This Washington Times article describes the dire situation that our Social Security system is in, and why all of those surplus collections for the past 20 years are long gone.
The retirement nest egg of an entire generation is stashed away in this small town along the Ohio River: $2.5 trillion in IOUs from the federal government, payable to the Social Security Administration.
It’s time to start cashing them in.
For more than two decades, Social Security collected more money in payroll taxes than it paid out in benefits – billions more each year.
Not anymore. This year, for the first time since the 1980s, when Congress last overhauled Social Security, the retirement program is projected to pay out more in benefits than it collects in taxes — nearly $29 billion more.
Sounds like a good time to start tapping the nest egg. Too bad the federal government already spent that money over the years on other programs, preferring to borrow from Social Security rather than foreign creditors.
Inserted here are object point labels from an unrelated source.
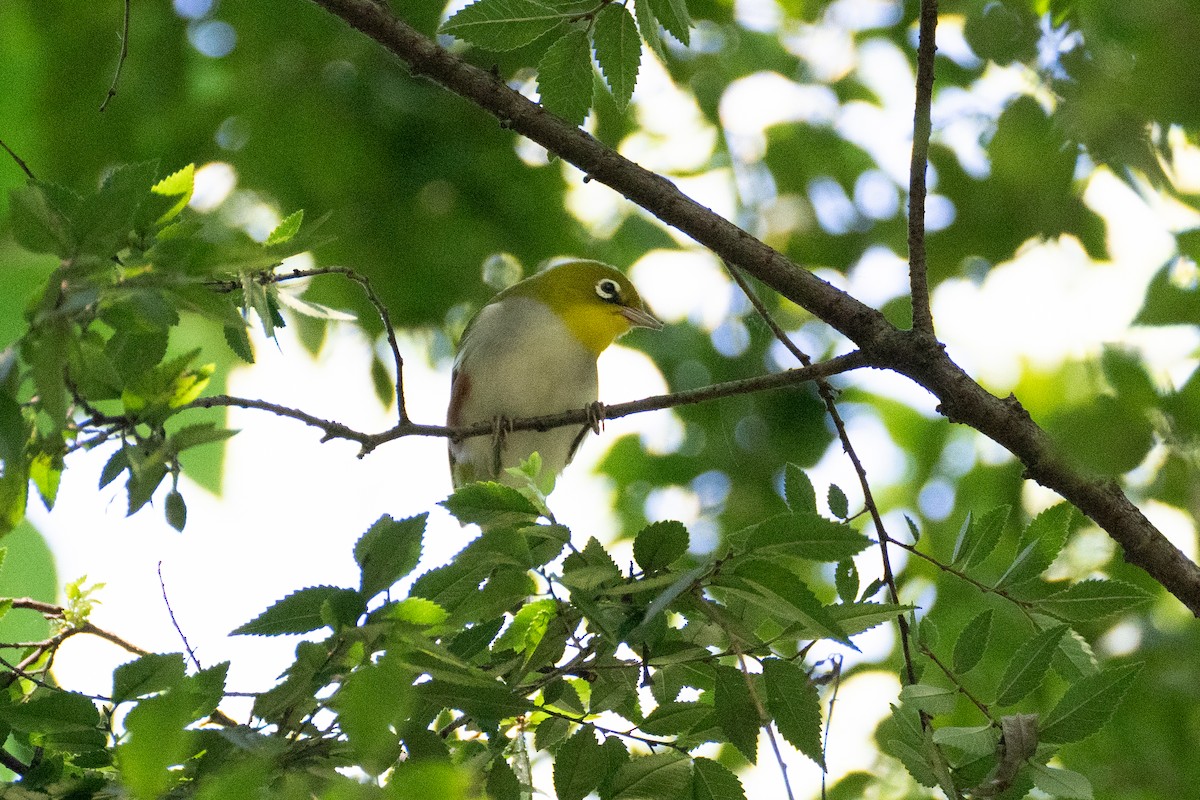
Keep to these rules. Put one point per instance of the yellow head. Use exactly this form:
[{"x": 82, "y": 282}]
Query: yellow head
[{"x": 597, "y": 302}]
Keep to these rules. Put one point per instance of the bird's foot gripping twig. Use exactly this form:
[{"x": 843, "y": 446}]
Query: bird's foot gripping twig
[
  {"x": 597, "y": 415},
  {"x": 502, "y": 427}
]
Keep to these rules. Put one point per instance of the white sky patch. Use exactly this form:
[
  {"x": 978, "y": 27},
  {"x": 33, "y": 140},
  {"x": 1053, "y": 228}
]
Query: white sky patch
[
  {"x": 213, "y": 185},
  {"x": 683, "y": 284}
]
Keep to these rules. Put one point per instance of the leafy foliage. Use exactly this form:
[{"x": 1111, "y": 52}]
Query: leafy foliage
[{"x": 523, "y": 647}]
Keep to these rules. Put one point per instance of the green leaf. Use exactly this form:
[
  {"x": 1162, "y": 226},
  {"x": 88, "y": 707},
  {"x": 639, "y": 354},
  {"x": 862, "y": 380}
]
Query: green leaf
[
  {"x": 792, "y": 699},
  {"x": 714, "y": 781},
  {"x": 157, "y": 740},
  {"x": 579, "y": 765},
  {"x": 976, "y": 741},
  {"x": 528, "y": 626},
  {"x": 783, "y": 593},
  {"x": 51, "y": 710},
  {"x": 673, "y": 16},
  {"x": 1029, "y": 666},
  {"x": 175, "y": 510},
  {"x": 145, "y": 675},
  {"x": 618, "y": 50},
  {"x": 970, "y": 647},
  {"x": 491, "y": 505},
  {"x": 371, "y": 703},
  {"x": 839, "y": 505},
  {"x": 736, "y": 711},
  {"x": 180, "y": 184},
  {"x": 503, "y": 24},
  {"x": 193, "y": 435},
  {"x": 1093, "y": 600},
  {"x": 1060, "y": 782},
  {"x": 564, "y": 77},
  {"x": 1089, "y": 704},
  {"x": 648, "y": 26},
  {"x": 798, "y": 491},
  {"x": 1042, "y": 542},
  {"x": 929, "y": 698},
  {"x": 388, "y": 552},
  {"x": 805, "y": 536},
  {"x": 979, "y": 536},
  {"x": 649, "y": 777},
  {"x": 299, "y": 612},
  {"x": 659, "y": 545},
  {"x": 845, "y": 578},
  {"x": 288, "y": 228},
  {"x": 550, "y": 732}
]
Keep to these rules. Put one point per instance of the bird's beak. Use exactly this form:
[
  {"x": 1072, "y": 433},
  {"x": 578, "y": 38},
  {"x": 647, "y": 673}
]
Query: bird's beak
[{"x": 641, "y": 318}]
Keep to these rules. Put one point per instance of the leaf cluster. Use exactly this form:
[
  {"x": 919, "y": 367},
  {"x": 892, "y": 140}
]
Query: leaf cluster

In return, the Treasury Department issued a stack of IOUs — in the form of Treasury bonds — which are kept in a nondescript office building just down the street from Parkersburg’s municipal offices.
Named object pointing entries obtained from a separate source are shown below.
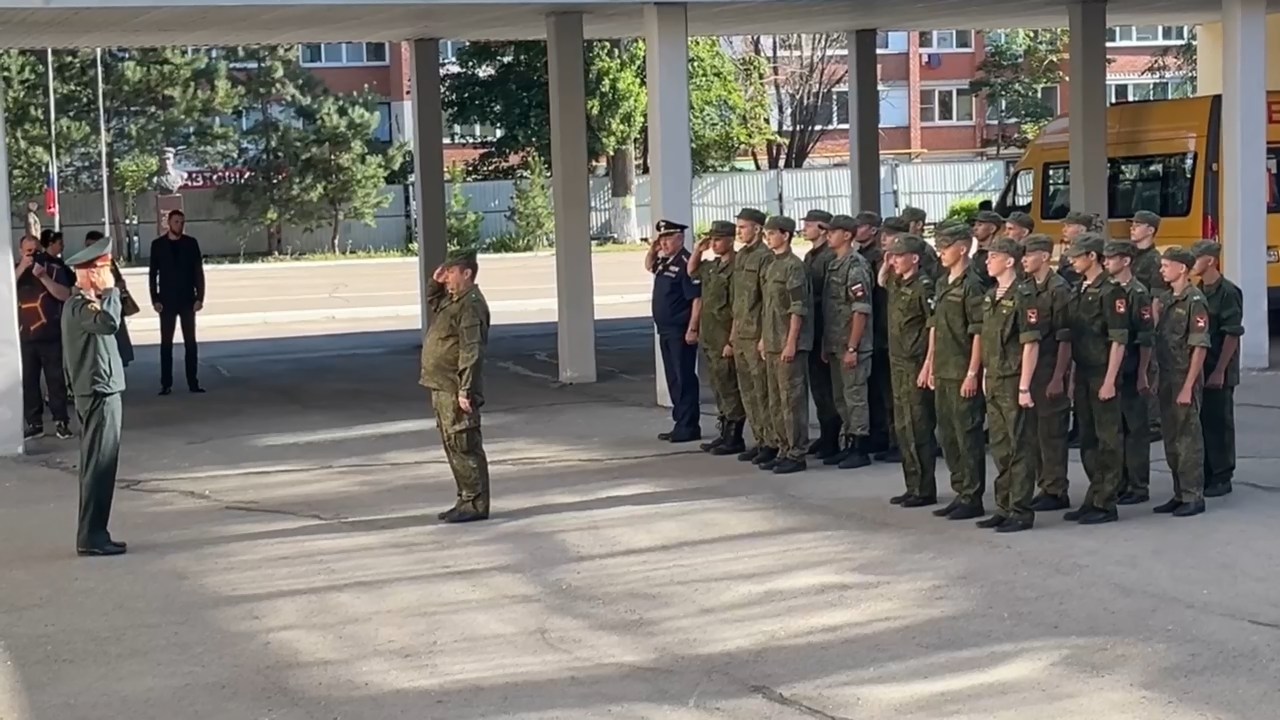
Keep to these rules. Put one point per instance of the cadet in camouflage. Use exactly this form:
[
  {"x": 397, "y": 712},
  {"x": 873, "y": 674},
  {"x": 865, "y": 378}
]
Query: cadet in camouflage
[{"x": 1182, "y": 345}]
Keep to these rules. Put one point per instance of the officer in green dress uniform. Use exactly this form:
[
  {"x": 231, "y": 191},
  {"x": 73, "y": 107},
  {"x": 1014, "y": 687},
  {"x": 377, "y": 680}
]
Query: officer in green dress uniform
[
  {"x": 452, "y": 369},
  {"x": 910, "y": 306},
  {"x": 955, "y": 369},
  {"x": 95, "y": 376},
  {"x": 1051, "y": 301},
  {"x": 816, "y": 260},
  {"x": 1100, "y": 332},
  {"x": 1182, "y": 343},
  {"x": 716, "y": 322},
  {"x": 1221, "y": 368},
  {"x": 1010, "y": 351}
]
Now the government will have to borrow even more money, much of it abroad, to start paying back the IOUs, and the timing couldn’t be worse. The government is projected to post a record $1.5 trillion budget deficit this year, followed by trillion-dollar deficits for years to come.
In other words, the federal government spent the excess revenues rather than actually set them aside. To compensate, one government agency (Treasury) issued IOUs to another government agency (Social Security). Now it is time to cash in those IOUs – guess where Treasury will need to get the money from to pay off those IOUs? Chalk up another $29 billion to the already record-setting federal deficit.
The implosion of the scam Social Security system was inevitable, now it appears it is upon us already.